3 Ocak 2012 Salı

Koltuk Savaşları

‘The Ides of March’ {Zirveye Giden Yol – 2011} / George Clooney
Karizmatik aktör George Clooney’nin kameraların arkasına oturduğu dördüncü filmi ‘The Ides of March’, Amerika’nın kirli politika oyunlarına eleştirel bir bakış açısı getiren yılın dikkat çekici yapımlarından biri. Muhtemelen birileri yine çıkıp, biz bunları biliyorduk, diyecektir. Yine de dünyanın neresinde olursanız olun, insanların büyük bir çoğunluğu, bir şekilde bir siyasi partiye inanmak zorunda hissediyor. İşte tam da bu noktada The Ides of March, kirli oyunlara bulaşmadan, temiz bir siyasetin imkansız olduğunu vurguluyor. Hele ki işin içerisine iktidar savaşları girince, en saf ve en masumane duyguların bile bu savaş uğruna nasıl harcandığını sert bir üslupla dile getiriyor.

Filmin birbirinden değerli oyuncu kadrosunda son yıllarda yıldızı iyice parlayan Ryan Gosling, Philip Seymour Hoffman, Paul Giamatti, Marisa Tomei ve yönetmen George Clooney gibi isimler var. Oyuncuların performansını son derece başarılı bulduğum filmde, bilhassa Clooney ve Gosling’in performanslarını beğendiğimi söyleyebilirim. Hele ki karşılıklı blöf yaptıkları sahne, filmin gerilm dozajını en üst seviyeye taşıyor.

Amerika’nın 2000’li yıllarında geçen seçim yarışına odaklanan film, başkanlık yarışında her yolu mübah gören insanların çevresinde şekilleniyor. Güç ve iktidar uğruna bir savaş başlatılabilir, yalan söylenebilir, hile yapılabilir hatta ülke iflasa sürüklenebilir. Siyasetin çiğnenmeyecek tek kuralı stajyerlerle beraber olmamaktır. Filmde gördüklerimiz esasında Amerika’da geçse de, sözümona demokrasi ile yönetilen ülkelerde de aynı kirli politik oyunların döndüğü aşikar. Yine de Amerika’nın seçim sitemine yabancı olanların filmi takip etmekte zorluk çekmeleri, son derece zekice yazılmış diyalogları kaçırmaları muhtemel.

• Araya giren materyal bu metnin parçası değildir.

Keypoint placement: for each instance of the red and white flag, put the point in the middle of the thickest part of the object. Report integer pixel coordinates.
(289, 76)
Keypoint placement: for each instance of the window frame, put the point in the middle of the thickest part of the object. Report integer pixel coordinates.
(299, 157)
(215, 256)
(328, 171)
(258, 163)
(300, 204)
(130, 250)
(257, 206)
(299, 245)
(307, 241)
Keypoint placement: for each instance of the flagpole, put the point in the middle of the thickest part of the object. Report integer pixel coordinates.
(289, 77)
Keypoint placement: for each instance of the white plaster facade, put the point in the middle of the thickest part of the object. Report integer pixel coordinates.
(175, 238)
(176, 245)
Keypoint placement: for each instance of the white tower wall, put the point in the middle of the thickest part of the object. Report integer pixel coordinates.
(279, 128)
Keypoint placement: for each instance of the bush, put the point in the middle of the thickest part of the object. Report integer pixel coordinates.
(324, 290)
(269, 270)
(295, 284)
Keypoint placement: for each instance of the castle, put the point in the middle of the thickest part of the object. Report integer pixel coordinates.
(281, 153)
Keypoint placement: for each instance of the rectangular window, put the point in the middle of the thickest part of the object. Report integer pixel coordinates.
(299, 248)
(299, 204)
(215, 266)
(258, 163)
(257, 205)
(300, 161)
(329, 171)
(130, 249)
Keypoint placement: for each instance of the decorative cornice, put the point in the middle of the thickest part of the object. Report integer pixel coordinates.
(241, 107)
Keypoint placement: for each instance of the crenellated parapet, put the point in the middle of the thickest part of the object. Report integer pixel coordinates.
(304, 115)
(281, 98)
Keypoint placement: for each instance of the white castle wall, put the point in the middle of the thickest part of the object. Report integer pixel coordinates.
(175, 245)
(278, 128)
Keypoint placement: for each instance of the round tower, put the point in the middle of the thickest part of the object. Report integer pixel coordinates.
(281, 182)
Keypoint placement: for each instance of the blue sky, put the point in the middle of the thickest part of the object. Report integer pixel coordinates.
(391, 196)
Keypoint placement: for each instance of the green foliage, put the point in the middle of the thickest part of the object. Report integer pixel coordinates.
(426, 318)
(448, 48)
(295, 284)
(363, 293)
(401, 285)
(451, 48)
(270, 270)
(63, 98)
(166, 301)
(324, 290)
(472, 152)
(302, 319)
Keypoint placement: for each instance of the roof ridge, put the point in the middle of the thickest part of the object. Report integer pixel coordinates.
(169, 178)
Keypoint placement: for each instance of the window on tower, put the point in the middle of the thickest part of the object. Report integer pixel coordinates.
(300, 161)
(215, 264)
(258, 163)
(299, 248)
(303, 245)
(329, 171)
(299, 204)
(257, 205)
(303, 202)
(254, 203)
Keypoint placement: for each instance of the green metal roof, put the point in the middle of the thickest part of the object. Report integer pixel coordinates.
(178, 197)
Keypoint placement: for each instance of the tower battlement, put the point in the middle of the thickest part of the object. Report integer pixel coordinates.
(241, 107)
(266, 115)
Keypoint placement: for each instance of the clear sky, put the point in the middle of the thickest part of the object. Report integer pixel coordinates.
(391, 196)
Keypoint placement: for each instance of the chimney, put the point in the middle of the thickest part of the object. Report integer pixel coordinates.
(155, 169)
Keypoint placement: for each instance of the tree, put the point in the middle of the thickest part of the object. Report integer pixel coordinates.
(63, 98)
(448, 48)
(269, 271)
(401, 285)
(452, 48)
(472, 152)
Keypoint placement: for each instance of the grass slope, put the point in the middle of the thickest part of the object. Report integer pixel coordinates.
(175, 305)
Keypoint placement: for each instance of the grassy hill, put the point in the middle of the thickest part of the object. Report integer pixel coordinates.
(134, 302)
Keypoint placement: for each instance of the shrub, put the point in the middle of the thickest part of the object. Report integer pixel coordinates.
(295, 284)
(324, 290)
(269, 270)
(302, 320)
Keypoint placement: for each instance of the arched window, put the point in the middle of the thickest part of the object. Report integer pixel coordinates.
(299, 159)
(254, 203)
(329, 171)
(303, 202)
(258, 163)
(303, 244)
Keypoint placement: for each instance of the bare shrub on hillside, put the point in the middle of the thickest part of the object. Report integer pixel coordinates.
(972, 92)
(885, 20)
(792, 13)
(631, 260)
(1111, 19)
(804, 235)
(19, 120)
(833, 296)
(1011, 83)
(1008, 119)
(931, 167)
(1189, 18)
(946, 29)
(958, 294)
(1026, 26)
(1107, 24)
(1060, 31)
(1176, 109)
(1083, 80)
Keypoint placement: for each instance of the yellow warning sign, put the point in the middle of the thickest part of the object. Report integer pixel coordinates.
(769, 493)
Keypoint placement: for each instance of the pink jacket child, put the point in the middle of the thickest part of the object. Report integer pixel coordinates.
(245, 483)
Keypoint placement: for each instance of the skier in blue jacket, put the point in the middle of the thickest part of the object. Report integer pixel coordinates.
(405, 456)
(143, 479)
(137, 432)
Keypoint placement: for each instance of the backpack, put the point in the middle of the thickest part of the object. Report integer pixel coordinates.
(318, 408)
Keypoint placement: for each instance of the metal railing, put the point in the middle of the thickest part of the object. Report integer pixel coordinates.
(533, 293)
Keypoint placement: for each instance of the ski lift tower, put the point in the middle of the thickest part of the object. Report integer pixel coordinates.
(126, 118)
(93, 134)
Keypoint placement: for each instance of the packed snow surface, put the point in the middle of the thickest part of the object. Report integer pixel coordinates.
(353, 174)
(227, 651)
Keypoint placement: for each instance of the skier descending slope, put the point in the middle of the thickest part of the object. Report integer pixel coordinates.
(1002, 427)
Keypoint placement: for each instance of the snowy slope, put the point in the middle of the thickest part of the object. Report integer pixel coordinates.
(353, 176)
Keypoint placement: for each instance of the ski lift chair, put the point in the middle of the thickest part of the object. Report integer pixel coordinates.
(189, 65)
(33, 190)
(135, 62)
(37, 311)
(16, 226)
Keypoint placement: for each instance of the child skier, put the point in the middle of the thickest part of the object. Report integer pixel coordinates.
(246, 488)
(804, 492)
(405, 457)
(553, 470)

Her daim muhalif kimliğiyle tanıdığımız aktör-yönetmen George Clooney’nin ‘Good Night and Good Luck’ta yakaladığı olgun sinema dili, gösterişten uzak bir politik dram izlememize olanak sağlıyor. Film her ne kadar siyasi partilerin iktidar savaşını eleştirse de, Morris gibi adamların bu filmi özellikle seçim yarışlarında, koltuğa yakın olmak için neler yapmaları gerektiğini görmek niyetiyle izleyeceklerinden kuşkum yok.